But there was no disguising the fact that the scoreline flattered Sunderland, who looked as pensionable in the first half as they had for 90 embarrassing minutes at Chelsea on Saturday. After that total eclipse, Peter Reid was no doubt relieved to take his team back to their Stadium of Light, the brick-built 12th man in their promotion success. The Wearsiders won 60 points out of 69 on home soil last season, and with Arsenal due to visit this Saturday, followed by trips to Leeds and Newcastle, they could ill afford a less than maximum return against the Premiership's supposed makeweight team.
Graham Taylor chose not to tinker with his team, naming the same starting XI beaten by Wimbledon at Vicarage Road on Saturday. But Reid made two changes, handing John Oster his debut on the left side of midfield at the expense of Chris Lumsdon and bolstered his midfield with Stefan Schwarz, who, as a Benfica old boy, now boasts the distinction of having played at both Stadiums of Light.
Oster was the first to make an impact, drilling a left-wing corner which Phillips headed into the Watford goalmouth. The ball was hoofed clear, but Oster and the overlapping Michael Gray threatened to open up the Watford defence as they probed down the left early on.
Not that it was one-way traffic. Far from it. The Hornets, indeed, buzzed with greater purpose in central midfield and might have stung Sunderland twice in the opening 15 minutes, first Tommy Mooney and then Richard Johnson firing into the side-netting.
With Schwarz and Alex Rae failing to provide a platform, Sunderland struggled to create openings and were fortunate to remain on level terms beyond the 25th minute.
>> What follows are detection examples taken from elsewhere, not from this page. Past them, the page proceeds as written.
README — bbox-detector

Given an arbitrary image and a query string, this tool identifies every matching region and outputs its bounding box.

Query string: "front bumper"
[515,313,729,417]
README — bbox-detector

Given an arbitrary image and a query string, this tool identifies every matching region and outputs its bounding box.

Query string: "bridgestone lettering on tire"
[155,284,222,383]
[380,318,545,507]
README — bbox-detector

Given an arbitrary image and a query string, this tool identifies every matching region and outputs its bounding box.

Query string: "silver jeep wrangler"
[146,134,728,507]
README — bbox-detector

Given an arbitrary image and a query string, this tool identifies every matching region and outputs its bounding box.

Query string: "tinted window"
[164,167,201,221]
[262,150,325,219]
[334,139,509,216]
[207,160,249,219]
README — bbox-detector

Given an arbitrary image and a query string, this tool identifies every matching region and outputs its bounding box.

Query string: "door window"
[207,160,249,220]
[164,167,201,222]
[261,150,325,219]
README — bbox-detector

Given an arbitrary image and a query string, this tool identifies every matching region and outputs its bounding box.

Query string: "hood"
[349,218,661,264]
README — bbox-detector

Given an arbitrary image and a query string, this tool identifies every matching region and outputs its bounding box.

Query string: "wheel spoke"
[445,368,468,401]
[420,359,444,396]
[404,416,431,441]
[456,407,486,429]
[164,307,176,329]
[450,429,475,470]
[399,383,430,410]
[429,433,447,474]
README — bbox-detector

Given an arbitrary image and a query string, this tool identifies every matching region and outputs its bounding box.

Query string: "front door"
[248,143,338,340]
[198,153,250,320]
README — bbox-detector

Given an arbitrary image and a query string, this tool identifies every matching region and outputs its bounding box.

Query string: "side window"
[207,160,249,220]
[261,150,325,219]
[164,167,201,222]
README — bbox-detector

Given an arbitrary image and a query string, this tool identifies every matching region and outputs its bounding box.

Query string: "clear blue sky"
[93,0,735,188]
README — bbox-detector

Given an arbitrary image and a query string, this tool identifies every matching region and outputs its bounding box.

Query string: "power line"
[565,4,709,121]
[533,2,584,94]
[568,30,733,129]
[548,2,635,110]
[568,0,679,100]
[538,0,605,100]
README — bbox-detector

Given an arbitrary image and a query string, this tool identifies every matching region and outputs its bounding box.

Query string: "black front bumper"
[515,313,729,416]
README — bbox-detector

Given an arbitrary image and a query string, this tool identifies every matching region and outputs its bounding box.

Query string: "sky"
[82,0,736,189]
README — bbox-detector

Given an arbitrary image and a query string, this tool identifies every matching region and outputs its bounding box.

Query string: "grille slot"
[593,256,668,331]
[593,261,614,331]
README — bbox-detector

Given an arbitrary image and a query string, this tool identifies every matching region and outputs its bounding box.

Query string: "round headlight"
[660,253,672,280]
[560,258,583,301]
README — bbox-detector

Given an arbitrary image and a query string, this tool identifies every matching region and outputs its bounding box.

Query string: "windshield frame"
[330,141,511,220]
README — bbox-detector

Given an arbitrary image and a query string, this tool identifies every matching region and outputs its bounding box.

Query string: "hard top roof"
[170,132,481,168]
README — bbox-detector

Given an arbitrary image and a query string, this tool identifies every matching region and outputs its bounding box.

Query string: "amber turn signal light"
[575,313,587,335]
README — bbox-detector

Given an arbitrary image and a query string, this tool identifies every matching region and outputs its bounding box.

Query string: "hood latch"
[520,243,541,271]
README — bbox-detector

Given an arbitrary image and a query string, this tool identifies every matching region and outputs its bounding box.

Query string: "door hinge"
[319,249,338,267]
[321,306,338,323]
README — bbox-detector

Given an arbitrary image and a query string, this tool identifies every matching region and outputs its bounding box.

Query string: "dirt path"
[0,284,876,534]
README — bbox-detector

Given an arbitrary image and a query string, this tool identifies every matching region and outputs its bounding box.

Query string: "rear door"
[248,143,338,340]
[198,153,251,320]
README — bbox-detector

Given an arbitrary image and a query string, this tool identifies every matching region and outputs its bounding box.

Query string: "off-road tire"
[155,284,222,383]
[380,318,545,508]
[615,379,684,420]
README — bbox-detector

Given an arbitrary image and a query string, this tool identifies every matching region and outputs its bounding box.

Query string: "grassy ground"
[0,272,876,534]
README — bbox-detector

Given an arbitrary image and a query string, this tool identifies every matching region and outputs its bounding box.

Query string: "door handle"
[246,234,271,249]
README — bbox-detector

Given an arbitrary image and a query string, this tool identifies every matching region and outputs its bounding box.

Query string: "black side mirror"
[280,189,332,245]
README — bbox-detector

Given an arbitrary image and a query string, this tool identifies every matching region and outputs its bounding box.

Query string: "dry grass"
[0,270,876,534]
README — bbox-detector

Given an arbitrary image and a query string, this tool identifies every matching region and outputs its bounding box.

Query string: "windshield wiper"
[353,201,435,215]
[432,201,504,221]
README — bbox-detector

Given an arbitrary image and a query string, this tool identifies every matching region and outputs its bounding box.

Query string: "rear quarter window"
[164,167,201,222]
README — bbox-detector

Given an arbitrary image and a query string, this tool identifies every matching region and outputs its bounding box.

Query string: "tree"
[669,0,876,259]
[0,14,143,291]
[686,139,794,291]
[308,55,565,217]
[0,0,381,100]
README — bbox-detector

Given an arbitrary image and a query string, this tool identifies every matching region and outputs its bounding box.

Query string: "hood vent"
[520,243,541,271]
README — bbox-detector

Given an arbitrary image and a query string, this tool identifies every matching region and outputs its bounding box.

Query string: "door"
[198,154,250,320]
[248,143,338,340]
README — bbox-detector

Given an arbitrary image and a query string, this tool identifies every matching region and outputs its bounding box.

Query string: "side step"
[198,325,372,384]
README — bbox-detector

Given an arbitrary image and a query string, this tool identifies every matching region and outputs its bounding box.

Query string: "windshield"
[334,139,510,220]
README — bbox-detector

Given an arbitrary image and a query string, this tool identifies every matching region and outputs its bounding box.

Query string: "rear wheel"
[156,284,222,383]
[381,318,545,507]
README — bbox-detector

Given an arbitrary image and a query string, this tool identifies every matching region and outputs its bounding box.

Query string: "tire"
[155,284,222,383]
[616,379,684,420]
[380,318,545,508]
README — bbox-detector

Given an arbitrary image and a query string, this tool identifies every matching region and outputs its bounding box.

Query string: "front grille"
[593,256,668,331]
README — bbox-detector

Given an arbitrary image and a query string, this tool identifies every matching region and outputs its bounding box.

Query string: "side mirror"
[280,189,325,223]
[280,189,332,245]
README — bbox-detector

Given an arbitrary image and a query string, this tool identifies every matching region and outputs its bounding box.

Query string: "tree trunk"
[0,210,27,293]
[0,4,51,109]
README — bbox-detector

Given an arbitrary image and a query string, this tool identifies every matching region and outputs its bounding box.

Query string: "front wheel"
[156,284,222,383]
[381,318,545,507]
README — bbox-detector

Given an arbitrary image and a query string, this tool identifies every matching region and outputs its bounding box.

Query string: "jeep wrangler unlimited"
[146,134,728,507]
They were also fortunate to have Thomas Sorensen guarding their goal.
The Danish goalkeeper, called up for international duty against the Netherlands next week, was left exposed when his colleagues granted Clint Easton the freedom of Sunderland. Sorensen did well to keep out the midfielder's stinging left-foot drive and then distinguished himself to keep out Alex Bonnot's follow-up shot with another fine diving save.
Having spent 90 minutes as a sitting duck at Stamford Bridge, the Dane was clearly primed for action. He could only watch gratefully as Sunderland survived another close call just before the break as Michel Ngonge shot wide from point blank range, but he produced another superb save to parry a Ngonge drive in the 42nd minute.
Booed off at half-time, Sunderland almost went into the lead 20 seconds into the second half. Rae floated a free-kick to Steve Bould, captain in place of the dropped Kevin Ball, who headed over.
It sparked Sunderland into life, Peter Kennedy being obliged to make a desperate intervention to stop Phillips applying the finishing touch to a Nicky Summerbee cross. It proved to be only a temporary reprieve.
Sunderland (4-4-2): Sorensen; Makin, Butler, Bould, Gray; Summerbee, Rae, Schwarz, Oster (McCann, 67); Phillips, Quinn (Dichio, 75). Substitutes: Ball, Helmer, Marriott (gk).
Watford (4-4-2): Day; Lyttle, Williams, Page, Easton; Bonnot ( Gudmundsson, 75), Palmer, Johnson, Kennedy; Ngonge, Mooney. Substitutes: Brooker, Gibbs, Foley, Walker (gk).